CLINICAL PHARMACOLOGY

Pharmacodynamics and Mechanism of Action

The precise mechanism by which atomoxetine produces its therapeutic effects in Attention-Deficit/ Hyperactivity Disorder (ADHD) is unknown, but is thought to be related to selective inhibition of the pre-synaptic norepinephrine transporter, as determined in ex vivo uptake and neurotransmitter depletion studies.

Human Pharmacokinetics

Atomoxetine is well-absorbed after oral administration and is minimally affected by food. It is eliminated primarily by oxidative metabolism through the cytochrome P450 2D6 (CYP2D6) enzymatic pathway and subsequent glucuronidation. Atomoxetine has a half-life of about 5 hours. A fraction of the population (about 7% of Caucasians and 2% of African Americans) are poor metabolizers (PMs) of CYP2D6 metabolized drugs. These individuals have reduced activity in this pathway resulting in 10-fold higher AUCs, 5-fold higher peak plasma concentrations, and slower elimination (plasma half-life of about 24 hours) of atomoxetine compared with people with normal activity [extensive metabolizers (EMs)]. Drugs that inhibit CYP2D6, such as fluoxetine, paroxetine, and quinidine, cause similar increases in exposure.

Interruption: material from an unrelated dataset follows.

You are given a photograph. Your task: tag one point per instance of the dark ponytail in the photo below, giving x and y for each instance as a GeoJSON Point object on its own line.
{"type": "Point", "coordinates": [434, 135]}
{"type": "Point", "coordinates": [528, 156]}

The pharmacokinetics of atomoxetine have been evaluated in more than 400 children and adolescents in selected clinical trials, primarily using population pharmacokinetic studies.

Single-dose and steady-state individual pharmacokinetic data were also obtained in children, adolescents, and adults. When doses were normalized to a mg/ kg basis, similar half-life, Cmax, and AUC values were observed in children, adolescents, and adults. Clearance and volume of distribution after adjustment for body weight were also similar.